J’ai commis un crime de lèse-majesté car c’est un époisses qui va accompagner le vin de Margaux alors que c’est le fromage chéri des vins de Bourgogne, qui devraient en avoir le monopole. Malgré la force démoniaque de ce fromage, l’accord s’est trouvé très agréablement.

Ce Palmer d’une année qui n’est pas opulent a cependant un grand avenir devant lui du fait de sa belle structure.

Le dessert à l’ananas n’appelait aucun vin. Nous avons respecté les désirs de ma fille pour ce repas dominical.

Déjeuner avec des vins à risque lundi, 18 novembre 2024

Les fêtes de fin d’année approchent. Je cherche au hasard des vins pour les réveillons. Ma fille cadette venant déjeuner demain, deux bouteilles prestigieuses qui me semblent incertaines devraient convenir à ce repas.

Le programme est : petits biscuits au parmesan, pâté de tête / coquelets et purée de pommes de terre / époisses et mont-d’or / flan.

Dès dix heures du matin j’ouvre le Clos de la Roche Joseph Drouhin 1937 au niveau à 15 centimètres du bouchon. Je tire doucement un bouchon tout noir et la première odeur est horrible, essentiellement de terre poussiéreuse. Immédiatement je pense que 99,9 % des amateurs de vins déclareraient la mort du vin et l’écarteraient. Ma vision du vin ancien est que l’on doit toujours donner sa chance au vin car si l’on pense déclarer la mort, autant le faire quatre heures plus tard. A ce stade, je ne peux pas garantir un retour à la vie, mais j’ai déjà rencontré des résurrections de vins ayant les mêmes défauts de parfums.

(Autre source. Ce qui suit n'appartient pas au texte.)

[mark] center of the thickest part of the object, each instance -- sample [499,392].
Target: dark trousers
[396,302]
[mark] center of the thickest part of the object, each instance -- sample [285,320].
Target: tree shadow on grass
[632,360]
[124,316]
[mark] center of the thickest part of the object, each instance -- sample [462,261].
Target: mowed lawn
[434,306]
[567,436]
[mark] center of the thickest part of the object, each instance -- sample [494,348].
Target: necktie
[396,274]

A titre de sécurité, j’ouvre une demi-bouteille de Château Lafite-Rothschild 1969 que j’ai bu plusieurs fois avec bonheur.

J’ouvre ensuite le Champagne Dom Pérignon 1959 à l’étiquette abîmée et au bouchon qui a dû souffrir. 1959 est une grande année pour ce champagne et fort curieusement je ne reçois jamais d’offres de ce millésime. Il n’est pas question de le voir s’abîmer encore, il faut le boire maintenant, d’autant qu’il a perdu une dizaine de centimètres. Je veux tourner la petite rondelle de fil d’acier qui, en tournant, permettrait de dégager la coiffe du bouchon, et elle me reste dans les doigts. Les fils d’acier se déchirent. Quand je veux lever le bouchon il se brise et le bas du bouchon nécessite un tirebouchon. L’odeur est assez fatiguée, mais aucun défaut n’apparaît. Il n’y a pas de pschitt.

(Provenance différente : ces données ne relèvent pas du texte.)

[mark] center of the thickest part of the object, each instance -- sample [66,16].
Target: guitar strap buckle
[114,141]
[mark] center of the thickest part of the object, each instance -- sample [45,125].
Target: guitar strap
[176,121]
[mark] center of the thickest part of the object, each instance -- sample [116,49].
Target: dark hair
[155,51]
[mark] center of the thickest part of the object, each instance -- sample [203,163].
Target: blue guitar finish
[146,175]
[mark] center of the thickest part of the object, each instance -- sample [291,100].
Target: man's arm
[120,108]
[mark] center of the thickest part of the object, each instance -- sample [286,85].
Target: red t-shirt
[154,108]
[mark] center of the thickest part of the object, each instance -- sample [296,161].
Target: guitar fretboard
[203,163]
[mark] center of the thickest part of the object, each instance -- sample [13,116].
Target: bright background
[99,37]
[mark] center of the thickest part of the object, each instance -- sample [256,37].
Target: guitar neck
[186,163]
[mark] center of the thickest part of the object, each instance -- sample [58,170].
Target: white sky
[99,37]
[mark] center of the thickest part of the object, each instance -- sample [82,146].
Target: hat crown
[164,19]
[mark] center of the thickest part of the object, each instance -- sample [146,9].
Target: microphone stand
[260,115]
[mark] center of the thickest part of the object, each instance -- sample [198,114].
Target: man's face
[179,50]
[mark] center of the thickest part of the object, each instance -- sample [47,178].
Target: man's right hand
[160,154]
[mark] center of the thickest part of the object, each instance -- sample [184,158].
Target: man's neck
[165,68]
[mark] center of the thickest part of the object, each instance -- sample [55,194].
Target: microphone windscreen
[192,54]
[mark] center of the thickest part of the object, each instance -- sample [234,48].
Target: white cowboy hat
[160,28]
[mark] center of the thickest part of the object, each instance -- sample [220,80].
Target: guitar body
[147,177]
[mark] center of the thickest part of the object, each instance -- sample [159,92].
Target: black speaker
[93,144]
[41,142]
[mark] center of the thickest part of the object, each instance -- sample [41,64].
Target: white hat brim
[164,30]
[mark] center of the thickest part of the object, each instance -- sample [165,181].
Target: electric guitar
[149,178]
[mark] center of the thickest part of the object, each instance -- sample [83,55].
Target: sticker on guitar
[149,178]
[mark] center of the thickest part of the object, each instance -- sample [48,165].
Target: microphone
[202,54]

L’avenir est incertain mais il faut espérer des retours à la vie.

Ma fille arrive avec son fils et je verse le Champagne Dom Pérignon 1959 qui n’a pas de bulle, qui a une jolie couleur dorée joyeuse et qui a une odeur très discrète, peu expressive. Dès la première gorgée, je sais que le champagne est grand. Il n’a aucun défaut. Mais la surprise vient maintenant. Sur le pâté de tête, je me rends compte que le champagne est superbe et gourmand, mais en plus, qu’il me semble être très au-dessus des champagnes de cette période. Il est immense, royal, impérial. Quelle surprise !

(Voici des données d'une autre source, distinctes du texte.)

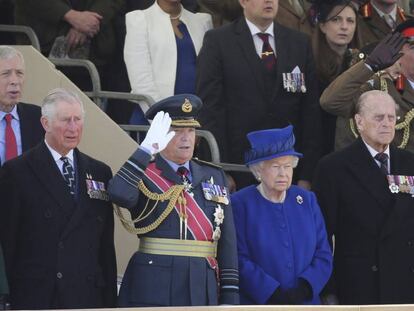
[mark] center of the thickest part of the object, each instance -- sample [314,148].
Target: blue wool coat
[279,243]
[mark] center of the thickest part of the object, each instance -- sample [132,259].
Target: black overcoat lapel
[50,178]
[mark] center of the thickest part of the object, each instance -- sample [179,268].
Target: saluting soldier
[4,288]
[181,213]
[378,18]
[341,95]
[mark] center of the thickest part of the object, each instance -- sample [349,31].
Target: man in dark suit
[56,221]
[255,74]
[187,252]
[365,193]
[25,118]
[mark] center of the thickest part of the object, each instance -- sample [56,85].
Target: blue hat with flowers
[269,144]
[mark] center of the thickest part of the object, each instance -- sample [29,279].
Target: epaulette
[207,163]
[356,56]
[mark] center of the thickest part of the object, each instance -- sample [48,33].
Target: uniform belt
[175,247]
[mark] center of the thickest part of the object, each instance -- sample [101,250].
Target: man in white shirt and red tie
[20,127]
[255,74]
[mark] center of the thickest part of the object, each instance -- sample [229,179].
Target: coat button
[48,213]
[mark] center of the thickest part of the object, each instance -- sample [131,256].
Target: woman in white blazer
[155,54]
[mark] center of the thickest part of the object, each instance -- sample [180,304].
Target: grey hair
[256,167]
[57,95]
[8,52]
[364,98]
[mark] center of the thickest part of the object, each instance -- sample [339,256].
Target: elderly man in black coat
[366,194]
[56,222]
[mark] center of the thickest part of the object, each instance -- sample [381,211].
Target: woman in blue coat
[284,255]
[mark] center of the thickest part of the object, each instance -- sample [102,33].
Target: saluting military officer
[378,18]
[181,213]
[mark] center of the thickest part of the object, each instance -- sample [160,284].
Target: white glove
[158,135]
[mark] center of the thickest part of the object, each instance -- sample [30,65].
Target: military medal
[215,193]
[96,189]
[218,215]
[218,220]
[401,183]
[303,86]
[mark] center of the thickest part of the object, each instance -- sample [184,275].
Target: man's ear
[45,123]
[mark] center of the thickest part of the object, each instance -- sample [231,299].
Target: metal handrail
[88,65]
[122,95]
[28,31]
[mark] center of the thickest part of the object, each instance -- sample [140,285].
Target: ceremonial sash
[198,223]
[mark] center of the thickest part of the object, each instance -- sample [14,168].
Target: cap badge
[186,107]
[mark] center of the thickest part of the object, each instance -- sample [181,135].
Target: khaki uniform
[374,28]
[341,95]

Le plus grand Dom Pérignon que j’ai bu est le 1929 de ma cave que j’ai partagé avec Richard Geoffroy. Je serais prêt à penser que ce 1959 vient juste après le 1929, car il explose de joie et de complexité. Je n’en reviens pas.

Les coquelets sont servis et nous commençons par le Château Lafite demi-bouteille 1969. Il est agréable, conforme à ce que doit être un Lafite, très plaisant et confirme ce que j’attendais.

Le Clos de la Roche Joseph Drouhin 1937 montre un parfum fascinant et joyeux. Toutes les mauvaises odeurs ont disparu, remplacées par des senteurs de petits fruits rouges étonnants. La couleur est d’un rouge marqué d’un peu de terre comme des vieilles Romanée Conti, mais couleur plaisante. En bouche, ce sont les petits fruits rouges qui dominent et le vin est absolument superbe. J’ai beau raconter des dizaines et des dizaines de fois des retours à la vie de vins blessés, je reste quand même fasciné qu’un vin qu’il faudrait jeter puisse se montrer aussi glorieux et sans le moindre défaut.

Sur l’époisses, le vin de Drouhin devient absolument immense. Le fromage le propulse.

Le flan permet au champagne de continuer de briller.

Il est à noter que le soir, j’ai goûté à nouveau les deux vins. Le champagne a perdu de sa splendeur, il s’est éteint, alors que le Clos de la Roche est toujours aussi brillant. C’est donc le vainqueur inattendu de cette belle journée.

Déjeuner de famille dimanche, 10 novembre 2024

Ma fille aînée vient avec sa fille aînée déjeuner à la maison. A l’apéritif nous buvons un Champagne Cristal Roederer 1999 qui m’avait gratifié à l’ouverture d’un petit pschitt discret. Le champagne a de jolies bulles fines et une couleur d’un or clair. De fines tranches de boudin blanc sont idéales pour mettre en valeur la personnalité de ce Cristal. Il est large et confortable. Il n’a pas une grande énergie, mais c’est un champagne de qualité très agréable à boire.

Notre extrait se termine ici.